Bits and Pieces

We are experiencing a minor thaw in my area. Chicago has been in the midst of a normal winter, with occasional snaps of cold bluster but nothing like I remember from my childhood when winds snatched children up, spun us around, and placed us back on the sidewalk with tears lining our eyes. Winters seem stronger from back then.

During this season and this thaw, I’ve negotiated a thick, stubborn slab at the back steps of my building. An annual stream of water fell from the gutters weeks back, froze in a long dazzling icicle, pooled and spread along the walkway, and has slowly begun to loosen. Me, Bryce, and Brooks have traversed the thickness with Bryce stepping out with all the confidence of middle school and with Brooks waiting with his kindergarten-sized hand extended as he waits for me to walk with him. In the last few days, the thickness had decreased and little bits of ice and smaller puddles of water are forming.
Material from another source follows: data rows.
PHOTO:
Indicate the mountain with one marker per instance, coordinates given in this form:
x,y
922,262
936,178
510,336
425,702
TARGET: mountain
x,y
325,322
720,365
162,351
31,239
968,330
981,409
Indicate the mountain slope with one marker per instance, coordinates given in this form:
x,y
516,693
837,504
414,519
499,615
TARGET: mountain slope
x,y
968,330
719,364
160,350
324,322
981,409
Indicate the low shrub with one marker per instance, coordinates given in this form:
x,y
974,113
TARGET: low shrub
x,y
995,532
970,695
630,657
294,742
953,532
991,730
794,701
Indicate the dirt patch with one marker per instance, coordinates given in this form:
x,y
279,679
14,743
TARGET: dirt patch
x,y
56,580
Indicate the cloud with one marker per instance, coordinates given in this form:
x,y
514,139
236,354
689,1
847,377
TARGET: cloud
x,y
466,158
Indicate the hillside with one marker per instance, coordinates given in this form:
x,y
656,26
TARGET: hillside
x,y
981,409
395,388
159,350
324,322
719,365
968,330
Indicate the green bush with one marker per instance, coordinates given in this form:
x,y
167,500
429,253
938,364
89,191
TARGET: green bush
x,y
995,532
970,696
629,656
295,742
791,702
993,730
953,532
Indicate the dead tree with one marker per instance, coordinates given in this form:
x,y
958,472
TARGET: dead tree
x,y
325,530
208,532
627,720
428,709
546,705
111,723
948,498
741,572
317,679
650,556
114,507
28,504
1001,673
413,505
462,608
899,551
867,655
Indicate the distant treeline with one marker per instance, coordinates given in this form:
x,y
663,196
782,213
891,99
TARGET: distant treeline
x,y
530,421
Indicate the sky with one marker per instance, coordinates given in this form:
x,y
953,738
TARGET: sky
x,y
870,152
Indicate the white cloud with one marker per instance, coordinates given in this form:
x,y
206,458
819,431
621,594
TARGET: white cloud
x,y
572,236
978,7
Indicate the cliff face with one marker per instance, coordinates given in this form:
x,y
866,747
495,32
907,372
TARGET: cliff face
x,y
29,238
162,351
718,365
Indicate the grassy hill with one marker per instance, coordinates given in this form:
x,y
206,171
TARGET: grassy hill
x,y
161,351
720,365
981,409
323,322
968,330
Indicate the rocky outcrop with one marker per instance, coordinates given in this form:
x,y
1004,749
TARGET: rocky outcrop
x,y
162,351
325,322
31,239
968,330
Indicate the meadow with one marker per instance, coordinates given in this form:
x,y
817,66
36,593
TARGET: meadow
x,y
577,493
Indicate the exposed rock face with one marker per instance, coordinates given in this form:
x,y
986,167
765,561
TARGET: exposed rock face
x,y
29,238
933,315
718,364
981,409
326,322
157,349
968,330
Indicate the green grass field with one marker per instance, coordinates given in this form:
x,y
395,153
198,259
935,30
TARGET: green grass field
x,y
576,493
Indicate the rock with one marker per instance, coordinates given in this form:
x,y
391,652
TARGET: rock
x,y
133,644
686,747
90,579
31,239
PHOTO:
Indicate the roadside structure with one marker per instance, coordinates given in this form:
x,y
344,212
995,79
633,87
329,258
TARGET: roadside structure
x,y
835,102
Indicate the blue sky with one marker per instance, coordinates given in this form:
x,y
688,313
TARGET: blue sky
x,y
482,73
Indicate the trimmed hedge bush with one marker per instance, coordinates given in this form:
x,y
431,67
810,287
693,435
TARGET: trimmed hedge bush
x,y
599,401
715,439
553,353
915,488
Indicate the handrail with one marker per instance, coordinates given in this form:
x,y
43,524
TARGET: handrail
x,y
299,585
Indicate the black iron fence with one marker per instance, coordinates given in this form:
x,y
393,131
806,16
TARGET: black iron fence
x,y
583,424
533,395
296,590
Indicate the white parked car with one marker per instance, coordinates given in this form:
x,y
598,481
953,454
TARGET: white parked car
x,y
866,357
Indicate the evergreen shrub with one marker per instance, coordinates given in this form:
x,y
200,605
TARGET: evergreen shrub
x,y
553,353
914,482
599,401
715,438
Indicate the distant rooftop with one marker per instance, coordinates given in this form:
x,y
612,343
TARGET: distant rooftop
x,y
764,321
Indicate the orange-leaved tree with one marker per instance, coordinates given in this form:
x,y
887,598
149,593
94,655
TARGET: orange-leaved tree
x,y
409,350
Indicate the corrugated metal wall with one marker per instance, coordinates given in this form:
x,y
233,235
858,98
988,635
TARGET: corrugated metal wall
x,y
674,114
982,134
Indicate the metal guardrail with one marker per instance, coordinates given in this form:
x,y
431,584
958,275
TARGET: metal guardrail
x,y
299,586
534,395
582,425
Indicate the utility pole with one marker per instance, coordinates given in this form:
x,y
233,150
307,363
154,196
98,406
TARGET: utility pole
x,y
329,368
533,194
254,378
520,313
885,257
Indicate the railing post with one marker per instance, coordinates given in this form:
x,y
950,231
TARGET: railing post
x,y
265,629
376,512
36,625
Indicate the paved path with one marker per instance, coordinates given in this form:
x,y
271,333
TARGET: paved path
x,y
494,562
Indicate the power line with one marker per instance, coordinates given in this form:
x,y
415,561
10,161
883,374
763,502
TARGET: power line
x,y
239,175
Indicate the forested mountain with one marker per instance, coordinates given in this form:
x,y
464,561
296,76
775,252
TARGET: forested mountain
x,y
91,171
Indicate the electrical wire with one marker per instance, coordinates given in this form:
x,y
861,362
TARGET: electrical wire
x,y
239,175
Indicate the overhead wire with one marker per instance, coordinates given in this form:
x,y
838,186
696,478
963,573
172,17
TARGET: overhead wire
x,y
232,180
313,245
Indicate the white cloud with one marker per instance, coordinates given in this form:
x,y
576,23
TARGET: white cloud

For two years I’ve been part of the Anti-Bias Working Group (ABWG), and in a recent ACPE newsletter, Danielle Buhuro wrote of how the group’s work has focused and will be focused. As we’ve worked to resource ACPE, we’ve met together, talked of bias in its many forms, discussed the roots of it in society and the flowers of it in our organization. We’ve leaned into the deep and imaginative work of creating things to share with our colleagues.

Our recent meeting had me considering the bits and pieces I’ve learned along the way about the backgrounds of ACPE. There are the things I know. How this organization has assembled over the decades from other groups of caregivers and educators. How our community of practice has grown beyond the, largely, white and male Protestant persons who began this work. I think to named and unmentioned people who have provided care, compassion, and transformative education in the directions of care and compassion. I think of REM and our elders who have represented courageous, prophetic dedication to the instantiation of anti-Black bias and all the biases reflected in and refracted from white supremacy. I think about how much I don’t know and how much there is to learn.

Our discussions around the aims of the ABWG have had me considering my roots and traditions in evangelical spaces, Baptist spaces, Pentecostal spaces. The conversations have given me more courage to continue the careful, progressive, powerful, and transformational work of serving this organization as it claims the best parts of its background and as it reaches around as with hands grasping for the unseen.

As Dr. Buhuro wrote in the group’s summary, we are engaged in an effort to create a culture of feedback, to create opportunities for just collegiality. At the root of these things is creation. We, together as a group and as an organization, are making something. I learned in a classroom years about one view of creation, namely, creation out of nothing. That is not the kind of creating the ABWG is doing. Indeed, it isn’t what ACPE is up to either.


Rather than beginning before a beginning, ACPE is creating from something, creating out of the bits and pieces of before and out of the bits and pieces of now as those bits come together or, better, as we bring those bits together. In the spirit of Sankofa, isn’t it good to turn, take from behind us what is vulnerable, and bring it forward? I invite you to imagine how we might step on the paths ahead, forging new paths with parts and pieces of old paths. I invite you to reach back for useful bits in your befores, pull those pieces forward, and use them as our organization embraces its season of embedding and enacting anti-bias and antiracism at every level.